Alles klar. Danke. Klingt nach nem Plan 
Und das mit dem Stinken ist ja der Plan beim Fische anfütter oder?


----------



## zulu (7. März 2013)

*AW: Kroatien / Cres / Kovačine*

nicht unbedingt

du bekommst da matschige eingeweide die sofort anfangen sich zu zersetzen 
das mögen nicht alle fische, manche vertreibt es und du hast dann nur noch die kleinen serranus arten an deinem platz
selbst wenn du sardinen hast wirst du dich wundern wie schnell die ohne kühlung vergammeln , weich und als hakenköder unbrauchbar stinkend , einfach  würg-bä.
eine kühltasche mit eis oder kühlelementen wirst du eh brauchen, oder  ist empfehlenswert

lieber eine duftspur statt einer stinkspur

#h

Z.


----------



## Ichamel (9. März 2013)

*AW: Kroatien / Cres / Kovačine*

Stimmt, die 40 Grad im Schatten hab ich noch nicht so recht bedacht... Die Kühlbox kommt eh mit. Macht es vielleicht Sinn, die Fische im Wasser zu hältern?

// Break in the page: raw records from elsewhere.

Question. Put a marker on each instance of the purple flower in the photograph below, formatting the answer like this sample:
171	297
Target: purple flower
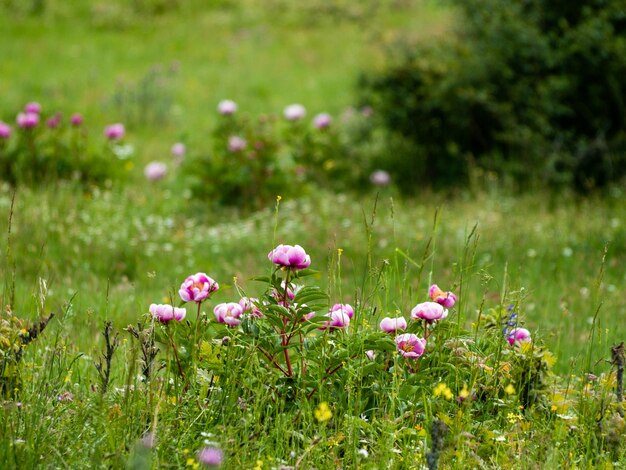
294	112
27	120
446	299
429	311
518	336
155	171
288	256
114	131
410	346
5	130
236	144
392	325
228	313
322	121
32	107
211	456
165	313
227	107
197	288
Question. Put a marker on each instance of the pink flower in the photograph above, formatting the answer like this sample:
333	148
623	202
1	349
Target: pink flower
380	178
5	130
519	335
446	299
164	313
227	107
288	256
228	313
392	325
27	120
249	306
322	121
155	171
76	120
197	288
32	107
211	456
410	346
428	311
236	144
294	112
114	131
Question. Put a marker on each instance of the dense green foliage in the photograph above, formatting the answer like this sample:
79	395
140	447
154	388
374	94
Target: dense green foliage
532	90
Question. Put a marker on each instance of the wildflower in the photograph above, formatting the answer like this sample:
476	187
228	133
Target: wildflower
164	313
392	325
155	171
228	313
322	412
519	336
322	121
380	178
211	456
227	107
429	311
76	120
5	130
446	299
197	288
114	131
288	256
236	144
27	120
442	389
410	346
294	112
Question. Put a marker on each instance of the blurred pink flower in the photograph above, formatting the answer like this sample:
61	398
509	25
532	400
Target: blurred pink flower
519	335
392	325
228	313
27	120
155	171
197	288
114	131
227	107
294	112
429	311
410	346
293	257
164	312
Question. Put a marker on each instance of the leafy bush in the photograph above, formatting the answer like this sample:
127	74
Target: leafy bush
528	89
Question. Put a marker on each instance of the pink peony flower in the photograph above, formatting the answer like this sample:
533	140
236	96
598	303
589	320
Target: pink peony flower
5	130
380	178
164	312
519	335
446	299
392	325
294	112
197	288
236	144
322	121
410	346
155	171
114	131
27	120
429	311
211	456
76	120
228	313
288	256
227	107
32	107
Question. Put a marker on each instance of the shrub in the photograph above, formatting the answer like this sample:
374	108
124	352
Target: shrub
528	89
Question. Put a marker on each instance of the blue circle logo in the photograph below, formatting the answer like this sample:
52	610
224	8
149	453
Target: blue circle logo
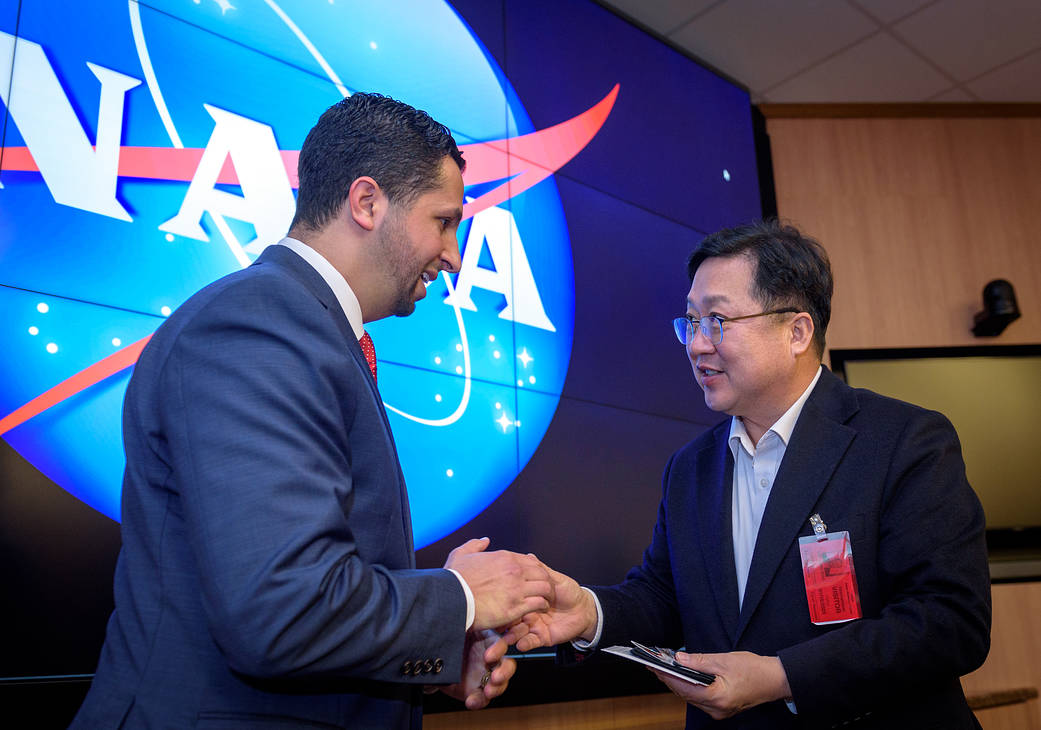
150	150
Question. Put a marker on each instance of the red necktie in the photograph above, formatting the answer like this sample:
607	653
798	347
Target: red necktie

Das dürfte kühler sein als die Luft.

Hat keiner auf der Insel oder davor gefischt?
Hab auch ein kleines Boot zur Verfügung.


----------



## zulu (10. März 2013)

*AW: Kroatien / Cres / Kovačine*

es macht immer sinn lebende fische im wasser zu hältern.
 tote mit textil abzudecken und feucht zu halten (verdunstungskälte nutzen)
frisch gekaufte futterfische einfrieren einzelne hakenköder schon mit vorfach separat in tüten zu packen und in der kühlbox so lange wie es geht zu kühlen 

toll, wenn du ein boot zur verfügung hast, das ist perfekt
wie weit kannst denn damit fahren ?

ich sehe mir mal die seekarte an wie es vor cres aussieht  dann schauen wir mal nach plätzen

#h

Z.


----------



## Ichamel (11. März 2013)

*AW: Kroatien / Cres / Kovačine*

Cool, das ist super von dir!
Das Boot ist sehr schnuckelig.
[FONT=Arial, Helvetica, sans-serif]Doppelwandiges GFK Boot mit [/FONT]350Kg Tragkraft und kleinem Elektoaussenborder. Werde nicht all zu weit raus können damit.


----------



## zulu (12. März 2013)

*AW: Kroatien / Cres / Kovačine*

schade,
da sieht es leider sehr langweilig aus der boden ohne jegliche struktur. das gebiet creski zaljev ist eine knapp über 50m tiefe wanne mit schlamm am boden
du wirst nach norden zum rt.gavza tukkern müssen und es da  etwas ausserhalb versuchen
der beste angelplatz ist immerhin 8 kilometer weit
rt pernat um die ecke zu den untiefen von zaglav aber da kommt man nur mit mobo hin


----------



## Ichamel (12. März 2013)

*AW: Kroatien / Cres / Kovačine*

Danke erst mal!

Wo findest du Informationen über die Grund beschaffeneit? 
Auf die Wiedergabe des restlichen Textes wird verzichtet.